If you're interested in Jester, either as a user or a developer, I've set up jester-users and jester-devs mailing lists for ongoing discussion. Bug reports and feature requests should be entered in the appropriate sections on Sourceforge. Right now I'm focusing on the core of Jester. They're a few open RFEs that could easily be implemented independently if anyone's looking for a project. In particular, I think removing the dependence on mmmockobjects, and writing a Maven plug-in and an Ant task would be interesting initial tasks that don't require intimate knowledge of the Jester code base and algorithms, and could be executed fairly independently.


Cenqua has released Clover 1.3.6, a $250 payware unit test coverage tool. 1.3.6 is a bug fix release.

Clover modifies the source code to enable it to follow which statements are executed when, and keeps a running count of how many times each statement is executed during the test suite. Any statement that executes zero times is not being tested. Unlike Jester, Clover only tests whether the tests execute each statement and follow each branch. (It occasionally misses branches on the edges of >= or <=.) It does not test whether the tests correctly detect bugs. On the other hand, it runs orders of magnitude faster than a tool like Jester does. It's easy to use Clover several times a day. Indeed you can use it after each change to the test suite. By contrast, a full Jester run can take several days to complete. Ideally you'd want to use both a tool like Jester and a tool like Clover since they do different things.

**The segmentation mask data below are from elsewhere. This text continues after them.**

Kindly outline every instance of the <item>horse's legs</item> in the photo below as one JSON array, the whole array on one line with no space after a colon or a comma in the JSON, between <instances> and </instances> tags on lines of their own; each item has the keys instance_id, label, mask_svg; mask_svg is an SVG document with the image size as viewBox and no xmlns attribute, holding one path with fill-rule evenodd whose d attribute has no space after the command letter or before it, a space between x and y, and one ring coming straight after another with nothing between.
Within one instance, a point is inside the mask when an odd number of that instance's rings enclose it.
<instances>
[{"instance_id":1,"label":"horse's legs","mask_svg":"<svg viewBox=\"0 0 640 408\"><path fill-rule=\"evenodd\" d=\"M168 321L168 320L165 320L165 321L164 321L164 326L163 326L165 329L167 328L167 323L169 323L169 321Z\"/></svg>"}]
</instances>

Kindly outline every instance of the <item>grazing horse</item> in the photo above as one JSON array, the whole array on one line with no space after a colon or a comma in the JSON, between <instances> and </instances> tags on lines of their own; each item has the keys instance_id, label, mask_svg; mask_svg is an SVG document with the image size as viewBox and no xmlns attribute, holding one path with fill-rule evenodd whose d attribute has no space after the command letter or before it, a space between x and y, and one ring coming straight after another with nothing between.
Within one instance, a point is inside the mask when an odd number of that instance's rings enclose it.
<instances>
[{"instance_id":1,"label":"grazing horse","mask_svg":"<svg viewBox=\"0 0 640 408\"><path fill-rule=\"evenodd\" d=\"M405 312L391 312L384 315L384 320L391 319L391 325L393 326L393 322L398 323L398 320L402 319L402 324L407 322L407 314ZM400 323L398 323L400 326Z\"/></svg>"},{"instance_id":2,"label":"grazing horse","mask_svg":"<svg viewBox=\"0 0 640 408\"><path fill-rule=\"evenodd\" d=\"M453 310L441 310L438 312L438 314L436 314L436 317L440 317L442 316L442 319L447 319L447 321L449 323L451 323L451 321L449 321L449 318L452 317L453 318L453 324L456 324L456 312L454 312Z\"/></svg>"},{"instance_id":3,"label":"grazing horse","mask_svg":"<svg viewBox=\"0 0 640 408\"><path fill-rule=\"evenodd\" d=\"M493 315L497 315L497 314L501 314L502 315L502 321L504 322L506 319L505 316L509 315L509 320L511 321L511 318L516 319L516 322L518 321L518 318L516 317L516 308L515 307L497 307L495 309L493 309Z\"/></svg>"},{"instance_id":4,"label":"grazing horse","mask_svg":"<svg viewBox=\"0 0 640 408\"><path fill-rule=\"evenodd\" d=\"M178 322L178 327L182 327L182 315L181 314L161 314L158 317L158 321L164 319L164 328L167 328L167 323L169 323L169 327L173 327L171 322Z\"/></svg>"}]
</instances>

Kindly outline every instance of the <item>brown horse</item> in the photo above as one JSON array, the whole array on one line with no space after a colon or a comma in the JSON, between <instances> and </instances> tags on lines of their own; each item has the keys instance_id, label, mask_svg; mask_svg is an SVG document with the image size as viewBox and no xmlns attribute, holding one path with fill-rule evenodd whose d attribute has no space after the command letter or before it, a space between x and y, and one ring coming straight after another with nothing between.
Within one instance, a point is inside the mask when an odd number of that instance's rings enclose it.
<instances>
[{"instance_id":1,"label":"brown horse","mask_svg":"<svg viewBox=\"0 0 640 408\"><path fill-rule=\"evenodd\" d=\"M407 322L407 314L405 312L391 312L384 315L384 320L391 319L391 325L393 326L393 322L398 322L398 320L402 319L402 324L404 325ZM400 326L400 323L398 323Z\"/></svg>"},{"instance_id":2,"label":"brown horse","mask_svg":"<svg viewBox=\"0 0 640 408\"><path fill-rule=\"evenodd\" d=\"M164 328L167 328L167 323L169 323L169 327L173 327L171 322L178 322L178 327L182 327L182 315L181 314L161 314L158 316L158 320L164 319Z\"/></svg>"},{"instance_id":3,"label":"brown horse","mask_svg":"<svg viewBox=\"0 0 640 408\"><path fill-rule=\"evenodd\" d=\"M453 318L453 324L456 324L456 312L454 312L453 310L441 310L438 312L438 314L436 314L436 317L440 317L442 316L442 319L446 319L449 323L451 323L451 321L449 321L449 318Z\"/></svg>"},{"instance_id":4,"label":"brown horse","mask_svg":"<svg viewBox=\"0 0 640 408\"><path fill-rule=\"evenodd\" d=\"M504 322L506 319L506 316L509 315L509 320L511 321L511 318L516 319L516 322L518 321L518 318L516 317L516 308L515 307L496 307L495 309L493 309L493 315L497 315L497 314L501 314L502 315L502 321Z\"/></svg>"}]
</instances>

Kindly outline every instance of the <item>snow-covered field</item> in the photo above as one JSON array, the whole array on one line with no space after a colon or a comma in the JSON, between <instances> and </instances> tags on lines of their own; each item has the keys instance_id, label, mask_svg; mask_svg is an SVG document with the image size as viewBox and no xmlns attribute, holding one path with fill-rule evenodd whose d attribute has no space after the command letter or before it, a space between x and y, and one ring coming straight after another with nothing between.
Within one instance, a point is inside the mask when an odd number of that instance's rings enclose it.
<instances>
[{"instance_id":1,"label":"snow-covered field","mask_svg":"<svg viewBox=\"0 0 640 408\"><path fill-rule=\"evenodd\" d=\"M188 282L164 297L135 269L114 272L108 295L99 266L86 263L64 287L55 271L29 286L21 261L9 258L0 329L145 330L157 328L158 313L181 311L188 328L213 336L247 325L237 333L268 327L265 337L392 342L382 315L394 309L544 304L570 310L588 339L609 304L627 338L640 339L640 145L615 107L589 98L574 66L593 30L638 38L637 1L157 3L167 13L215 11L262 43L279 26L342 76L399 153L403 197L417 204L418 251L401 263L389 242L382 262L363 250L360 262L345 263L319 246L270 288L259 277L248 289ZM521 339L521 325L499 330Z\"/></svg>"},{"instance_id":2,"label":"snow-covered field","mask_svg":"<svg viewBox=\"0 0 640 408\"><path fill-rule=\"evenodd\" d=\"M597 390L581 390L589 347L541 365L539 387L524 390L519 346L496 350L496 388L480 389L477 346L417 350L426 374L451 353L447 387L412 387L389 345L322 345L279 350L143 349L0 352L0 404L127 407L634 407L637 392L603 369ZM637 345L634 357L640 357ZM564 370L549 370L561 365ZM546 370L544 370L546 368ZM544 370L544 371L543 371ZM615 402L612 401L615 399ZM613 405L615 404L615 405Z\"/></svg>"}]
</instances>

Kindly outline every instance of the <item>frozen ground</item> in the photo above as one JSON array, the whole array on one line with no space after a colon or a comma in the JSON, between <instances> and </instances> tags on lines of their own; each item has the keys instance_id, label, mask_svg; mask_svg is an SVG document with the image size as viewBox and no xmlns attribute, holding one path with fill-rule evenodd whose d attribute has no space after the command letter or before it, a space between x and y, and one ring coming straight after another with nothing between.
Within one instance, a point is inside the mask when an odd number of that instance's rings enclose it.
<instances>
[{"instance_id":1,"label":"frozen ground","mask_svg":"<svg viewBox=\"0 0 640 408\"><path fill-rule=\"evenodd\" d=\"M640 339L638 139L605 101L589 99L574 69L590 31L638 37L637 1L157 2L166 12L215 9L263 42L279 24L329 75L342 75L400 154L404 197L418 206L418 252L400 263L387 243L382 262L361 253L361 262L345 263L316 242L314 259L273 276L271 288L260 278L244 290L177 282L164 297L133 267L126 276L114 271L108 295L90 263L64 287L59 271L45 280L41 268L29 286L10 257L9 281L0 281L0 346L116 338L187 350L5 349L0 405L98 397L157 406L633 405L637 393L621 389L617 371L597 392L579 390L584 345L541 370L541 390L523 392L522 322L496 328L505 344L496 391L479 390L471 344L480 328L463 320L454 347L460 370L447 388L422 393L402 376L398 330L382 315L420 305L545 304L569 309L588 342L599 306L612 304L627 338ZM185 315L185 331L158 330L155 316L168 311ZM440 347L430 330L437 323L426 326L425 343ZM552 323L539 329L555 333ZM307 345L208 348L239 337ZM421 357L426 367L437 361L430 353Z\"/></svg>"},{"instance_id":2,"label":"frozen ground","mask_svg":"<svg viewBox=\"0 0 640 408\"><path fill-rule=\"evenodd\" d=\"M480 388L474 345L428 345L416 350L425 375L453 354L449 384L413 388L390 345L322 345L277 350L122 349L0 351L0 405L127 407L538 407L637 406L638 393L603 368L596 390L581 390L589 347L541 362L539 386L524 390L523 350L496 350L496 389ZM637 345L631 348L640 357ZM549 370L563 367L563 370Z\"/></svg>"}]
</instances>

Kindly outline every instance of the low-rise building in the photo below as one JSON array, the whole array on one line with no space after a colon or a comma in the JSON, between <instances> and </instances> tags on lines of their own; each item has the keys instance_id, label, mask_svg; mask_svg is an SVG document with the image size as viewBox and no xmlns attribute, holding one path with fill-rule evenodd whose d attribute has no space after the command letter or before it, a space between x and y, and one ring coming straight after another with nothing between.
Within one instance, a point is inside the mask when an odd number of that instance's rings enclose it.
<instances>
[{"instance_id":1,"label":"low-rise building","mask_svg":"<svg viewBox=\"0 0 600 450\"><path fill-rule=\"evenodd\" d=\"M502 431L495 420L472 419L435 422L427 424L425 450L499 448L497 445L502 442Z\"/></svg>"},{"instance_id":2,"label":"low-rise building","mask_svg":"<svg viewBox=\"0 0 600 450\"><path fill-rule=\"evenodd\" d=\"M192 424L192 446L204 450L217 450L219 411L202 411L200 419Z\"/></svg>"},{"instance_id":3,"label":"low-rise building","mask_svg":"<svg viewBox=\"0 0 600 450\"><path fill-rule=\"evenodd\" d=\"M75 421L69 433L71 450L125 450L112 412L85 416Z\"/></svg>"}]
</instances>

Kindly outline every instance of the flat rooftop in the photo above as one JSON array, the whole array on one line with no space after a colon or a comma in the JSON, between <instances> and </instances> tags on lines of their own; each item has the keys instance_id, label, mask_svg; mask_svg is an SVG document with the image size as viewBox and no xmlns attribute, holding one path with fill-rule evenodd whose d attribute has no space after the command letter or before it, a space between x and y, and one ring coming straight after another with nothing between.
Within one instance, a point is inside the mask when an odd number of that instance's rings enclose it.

Clover has been a major help in developing XOM. It has located numerous bugs in XOM over the last year, and is largely responsible for the completeness of XOM's test suite. Clover has also helped to optimize XOM for both speed and size by finding dead, unreachable code I could cut out.

As usual, I tested the new release on the current XOM code base. Unfortunately this time it failed. Since the last time I ran it, I'd added a UnicodeUtil class with some very large switch statements, and Clover wasn't able to handle this. Possibly the addition of the instrumentation code pushed the methods over Java's maximum method size. I'll have to check with Cenqua and see if they can fix that. In the meantime, I excluded that class from the coverage tests, and reran Clover. This time it finished. There were a couple of surprises. First of all my code coverage numbers were way down, from well over 90% to just over 60%. The big problem was that the very large UnicodeUtil class was showing 0% coverage. Actually, it is tested. It's just that I had to exclude it from Clover coverage.

The second surprise was that Jaxen got pulled in and counted in my statistics. Previously it had been referenced as a third party JAR file. However, now I'm compiling the latest version from source and bundling a stripped down version straight into XOM. The results here were actually quite useful because they showed me a number of Jaxen classes and even entire packages that XOM wasn't actually using. I can exclude these from the finished JAR file, further reducing its size. By the time I was done I'd cut out three complete packages and six assorted classes in other packages. Clover also identified a number of unused methods in Jaxen I'd also like to drop from the internal version XOM uses, but I don't know any easy way to do remove these automatically. If anyone does, please holler.

I use Clover with Ant, but there are also versions for NetBeans, Eclipse, IntelliJ IDEA, and Oracle JDeveloper 10g. Clover can generate test coverage reports in XML, HTML, PDF, or via a Swing Viewer. Java 1.2 or later is required.


jutils.com has released lint4j 0.8, a free-beer "static Java source code analyzer that detects locking and threading issues, performance and scalability problems, and checks complex contracts such as Java serialization by performing type, data flow, and lock graph analysis." Version 0.8 adds class file introspection, multiple formatters in the Ant task, the ability to read source files from archives, and file-based checking. I tested this out on the Jester code base. lint4j found a couple of places where exceptions are being ignored, and a lot of places where System.exit is called. It's not immediately clear if any of these are real bugs or not. I'll have to investigate further.